In any case, the series of remainders then becomes 20, 14, 16, 5, 19, 4, 9, 28, 1, 10, 7, 8, 18, 25, 2. Since the sesanyanka of 31 is 9, we take the last digits after multiplication of these remainders by 9 and get the value of 2/31 as follows: 0.064516129032258 . . ..
Let us solve one more problem to make sure the method is fully understood. We will tackle 6/29 using this method. Our first remainder is 2 (adding a zero after 6 and dividing by 29). Our multiplier is therefore 2/6, which is 1/3. Note that, in this case, not only is our multiplier not a whole number, but the multiplier is less than 1. So, you can see that the multiplier in this method can be any positive number and need not follow any rules such as being a whole number or being greater than 1.
Since the product of 2 and 1/3 is not a whole number, we see that we have to add 2 29's to 2 to get a number whose product with 1/3 is a whole number. That gives us 20 as the next remainder. Once again, we add 2 29's to this remainder so that the product with 1/3 is a whole number. This gives us a remainder of 26. We then continue this process until we get a full series of remainders as follows: 2, 20, 26, 28, 19, 16, 15, 5, 21, 7, 12, 4, 11, 23, 27, 9, 3, 1, 10, 13, 14, 24, 8, 22, 17, 25, 18, 6 (we stop at 6 because that is the numerator of our problem).

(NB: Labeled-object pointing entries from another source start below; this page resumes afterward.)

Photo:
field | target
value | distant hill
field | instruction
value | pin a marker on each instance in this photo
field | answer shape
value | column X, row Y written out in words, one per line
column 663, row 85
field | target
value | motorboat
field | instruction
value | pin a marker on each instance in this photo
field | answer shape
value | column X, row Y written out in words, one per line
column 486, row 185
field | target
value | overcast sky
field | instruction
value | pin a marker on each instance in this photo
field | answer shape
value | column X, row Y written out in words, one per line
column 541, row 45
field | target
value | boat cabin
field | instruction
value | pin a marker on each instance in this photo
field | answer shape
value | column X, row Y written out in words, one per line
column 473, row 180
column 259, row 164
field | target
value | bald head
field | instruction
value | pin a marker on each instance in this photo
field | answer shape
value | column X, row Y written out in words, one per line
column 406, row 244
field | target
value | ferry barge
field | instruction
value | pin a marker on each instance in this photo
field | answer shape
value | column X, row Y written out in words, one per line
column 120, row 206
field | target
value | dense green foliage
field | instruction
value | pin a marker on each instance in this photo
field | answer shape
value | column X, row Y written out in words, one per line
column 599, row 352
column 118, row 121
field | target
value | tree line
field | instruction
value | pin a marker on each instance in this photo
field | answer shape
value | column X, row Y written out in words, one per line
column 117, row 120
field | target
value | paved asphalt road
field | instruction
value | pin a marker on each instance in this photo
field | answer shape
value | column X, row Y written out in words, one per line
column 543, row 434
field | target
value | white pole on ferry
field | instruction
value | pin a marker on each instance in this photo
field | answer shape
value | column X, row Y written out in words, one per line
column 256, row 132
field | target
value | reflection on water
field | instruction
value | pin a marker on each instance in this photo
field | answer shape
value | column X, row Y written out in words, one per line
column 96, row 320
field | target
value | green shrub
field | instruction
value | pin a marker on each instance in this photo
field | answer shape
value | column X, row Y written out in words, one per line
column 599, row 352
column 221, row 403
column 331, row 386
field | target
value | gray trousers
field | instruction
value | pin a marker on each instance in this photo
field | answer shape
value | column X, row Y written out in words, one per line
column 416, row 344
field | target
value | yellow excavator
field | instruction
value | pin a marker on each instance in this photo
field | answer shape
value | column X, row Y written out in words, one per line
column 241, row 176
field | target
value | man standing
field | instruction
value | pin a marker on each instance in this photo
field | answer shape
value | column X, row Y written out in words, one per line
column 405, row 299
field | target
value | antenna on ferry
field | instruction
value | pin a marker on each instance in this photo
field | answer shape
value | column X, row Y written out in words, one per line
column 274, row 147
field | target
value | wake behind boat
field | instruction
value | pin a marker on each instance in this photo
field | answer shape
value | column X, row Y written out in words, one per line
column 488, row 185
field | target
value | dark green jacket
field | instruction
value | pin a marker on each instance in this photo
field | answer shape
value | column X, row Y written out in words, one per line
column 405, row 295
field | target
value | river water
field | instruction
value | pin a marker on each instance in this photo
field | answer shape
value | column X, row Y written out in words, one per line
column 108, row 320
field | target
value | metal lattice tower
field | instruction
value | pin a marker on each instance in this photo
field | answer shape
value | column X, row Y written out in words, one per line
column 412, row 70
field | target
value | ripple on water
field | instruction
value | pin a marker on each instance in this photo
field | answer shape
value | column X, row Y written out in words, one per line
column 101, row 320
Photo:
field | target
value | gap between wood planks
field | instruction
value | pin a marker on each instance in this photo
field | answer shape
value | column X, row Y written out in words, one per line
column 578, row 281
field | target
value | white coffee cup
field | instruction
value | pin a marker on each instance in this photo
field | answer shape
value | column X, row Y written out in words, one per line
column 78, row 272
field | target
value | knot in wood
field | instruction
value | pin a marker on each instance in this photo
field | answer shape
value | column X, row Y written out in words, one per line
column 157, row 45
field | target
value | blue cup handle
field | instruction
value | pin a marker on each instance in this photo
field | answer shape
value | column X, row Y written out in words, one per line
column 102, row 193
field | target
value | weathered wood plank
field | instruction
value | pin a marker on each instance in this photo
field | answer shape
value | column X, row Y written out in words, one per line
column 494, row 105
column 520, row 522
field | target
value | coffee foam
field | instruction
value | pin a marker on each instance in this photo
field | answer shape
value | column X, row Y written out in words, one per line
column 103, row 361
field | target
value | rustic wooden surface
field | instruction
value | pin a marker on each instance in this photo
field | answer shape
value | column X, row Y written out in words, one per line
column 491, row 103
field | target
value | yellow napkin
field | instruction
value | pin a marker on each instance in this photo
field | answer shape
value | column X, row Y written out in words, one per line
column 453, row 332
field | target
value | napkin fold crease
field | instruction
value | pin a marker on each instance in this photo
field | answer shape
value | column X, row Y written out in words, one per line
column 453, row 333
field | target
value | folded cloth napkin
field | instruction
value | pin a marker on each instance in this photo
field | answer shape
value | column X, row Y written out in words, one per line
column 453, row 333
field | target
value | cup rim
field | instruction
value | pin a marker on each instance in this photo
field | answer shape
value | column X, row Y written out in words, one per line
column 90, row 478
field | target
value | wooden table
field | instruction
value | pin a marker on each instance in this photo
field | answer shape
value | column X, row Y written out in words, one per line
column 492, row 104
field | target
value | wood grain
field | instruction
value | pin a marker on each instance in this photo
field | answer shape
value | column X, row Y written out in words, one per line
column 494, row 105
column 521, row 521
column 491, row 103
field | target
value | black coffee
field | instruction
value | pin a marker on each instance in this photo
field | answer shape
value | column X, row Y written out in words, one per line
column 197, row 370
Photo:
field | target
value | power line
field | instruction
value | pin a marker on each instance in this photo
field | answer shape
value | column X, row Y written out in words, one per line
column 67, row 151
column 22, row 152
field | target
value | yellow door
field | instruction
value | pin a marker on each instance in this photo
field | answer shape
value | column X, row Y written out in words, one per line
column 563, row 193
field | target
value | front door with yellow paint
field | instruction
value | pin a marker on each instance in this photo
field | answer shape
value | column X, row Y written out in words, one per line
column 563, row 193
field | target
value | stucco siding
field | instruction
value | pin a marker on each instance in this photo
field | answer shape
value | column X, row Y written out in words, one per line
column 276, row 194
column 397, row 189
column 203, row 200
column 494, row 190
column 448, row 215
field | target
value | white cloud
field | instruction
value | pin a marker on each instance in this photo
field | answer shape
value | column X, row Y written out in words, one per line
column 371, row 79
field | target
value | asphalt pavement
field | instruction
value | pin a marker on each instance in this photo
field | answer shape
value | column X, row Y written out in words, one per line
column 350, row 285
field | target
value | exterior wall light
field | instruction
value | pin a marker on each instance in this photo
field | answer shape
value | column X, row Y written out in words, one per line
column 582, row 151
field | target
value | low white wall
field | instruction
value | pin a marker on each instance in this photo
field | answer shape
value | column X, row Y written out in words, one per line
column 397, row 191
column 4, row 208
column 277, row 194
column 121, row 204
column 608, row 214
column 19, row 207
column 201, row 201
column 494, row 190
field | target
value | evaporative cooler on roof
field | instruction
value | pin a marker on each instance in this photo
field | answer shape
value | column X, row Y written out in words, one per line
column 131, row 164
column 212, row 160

Notice that in the derivation of this series, most of the remainders were derived simply by applying the multiplier (1/3) to the previous remainder (after adjustment with the divisor as needed). There was hardly any need to actually cast away 29's since the successive remainders were mostly less than 29 (except in the one step that lead to the derivation of 17 as the remainder). Thus, this method can sometimes be easier than the steps would lead you to believe (which itself is quite easy to begin with!). Since the sesanyanka of 29 is 1, conversion of the series of remainders above to the recurring decimal form is trivially easy, leading to the final result: 6/29 = 0.2068965517241379310344827586 . . ..
I hope this lesson has been interesting for everyone, and useful for those who were struggling with long division to find the answers to division problems that involve large denominators that don't have 2 or 5 as factors. The method in this lesson is a very general method that can be used for solving such problems quite quickly. But, in the next lesson, I will introduce another method that can be used to find the answers to problems like 4/13, 6/29, etc., using just the reciprocals of the denominators (which can be easily derived using the method in either this lesson or the previous lesson). Until then, I hope you will practice the method in this lesson with more examples. Good luck, and happy computing!